I still don't answer my phone. I still don't cry.

Sunday evening, around 10pm, I'm lying in bed. My phone is across the room on the charger. I miss a call and receive two voicemails. I already know what they say, so I don't let myself check them until morning.

Dad informs me that there won't be a service. They're going to cremate mom and put her with the "family plot." I do not think she would want that, so I consider taking the ashes. How much time do I have to make that decision? I text my friend at the funeral home.

Hey Bradley, how long does a cremation take?
About three days, two if we're not busy. We can even get it done in one, but that costs extra.Half an hour later: I believe I just found out why you asked me that.
...do you have my mom?
I think so. Carole. I'm so sorry.
It's alright. Just be kind to her.
Of course.He asks later if I'm coming in, curious if he'll run into me. After the robust description my sister has given, I've decided there's no need to pay my respects. It's a shell now anyway, and not an easy one to look at. He understands. I still need to thank him for his kindness. I still do not cry.

Monday I go have lunch with a friend at the college. I just wanted a nice moment, and I got it.

I'm packing my bedroom up for the move. I find a sweatshirt, still wrapped in the Christmas paper from a year ago. It's cream, with cardinals on it. She would've loved it, but I never visited her again. My roommate finds me fighting the urge to cry. I win.

My sister surprises me at work that afternoon. It's awkward. I don't know what to say to this person that I'm somehow bound to, but is nearly a stranger. Thankfully one of my coworkers comes in and relieves the tension.

Chatting with the two ladies is actually sort of fun. I hear a few stories from my childhood(mostly cute ones, a few less so). Is this what reunions are like?

"The doctors said she could hear what was going on, but she couldn't do anything about it, so I let her have it for two hours straight!" I suddenly realize this, more than anything else, sets my sister and I apart. She was too angry to let a dying woman have a moment of dignity.

"Yeah, you always were closer to your dad. You used to hang off the back of the couch and stare at the window, waiting for the cloud of dust. He always had a bag of mini-muffins for you."
"...Is that why the hell I love those things so much?!"

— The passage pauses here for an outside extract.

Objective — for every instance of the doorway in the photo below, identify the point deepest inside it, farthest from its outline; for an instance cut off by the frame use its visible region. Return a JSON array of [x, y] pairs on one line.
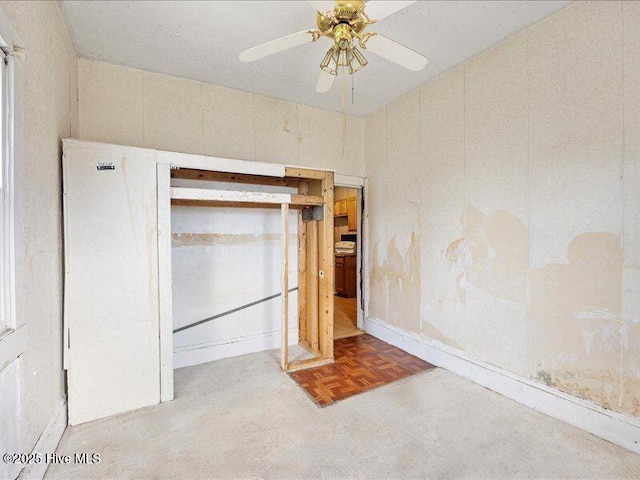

Nothing is certain but death and taxes, and both will drain your bank account. Even an obituary costs money. I still haven't written it. I still have not cried.

We start cleaning out her apartment. I find a box of photos, most of which I'd never seen before. I was a cute freakin' kid. And there are hundreds of photos to boot. At one time, mom was very happy to have me. A lot of memories and emotions, swirling about. I get to know my nephew again, now as a teenager instead of the baby I took care of. He was less of a smartass then. Dad is there, my boyfriend joins me, my sister is there, and my nephew. I buy everyone pizza and grab some of my mother's lovely clothes, the ones I've always coveted. If there's a sunspot, this is it. I go home. I still refuse to cry. When it wells up inside me, I find a distraction. It's very easy not to cry. It's very hard not to cry.

Her favorite book was Jonathon Livingston Seagull; the gull that tried harder, flew faster and further and better than all the other seagulls, while they laughed and criticized. I've decided to spread her ashes from somewhere high, somewhere near the sea. I will not cry.

Heather took the cats; my sister is taking most of the furniture; my dad got her car out of need; all I've requested is the mother/daughter book I tried filling out with her(she was too high, too drunk, wouldn't couldn't focus) and the turquoise seagull pendant I gave her.

Carole Lee Dayton Crump died on November 4th, 2018. She lived fifty-eight very long years. Her life was filled with pain that she couldn't overcome, and she eventually drank herself to death. It's a sad story, but typical. I will not cry.

I knew her, I never knew her, I've run out of time to know her.

I will not cry.  I will not cry. I will not cry.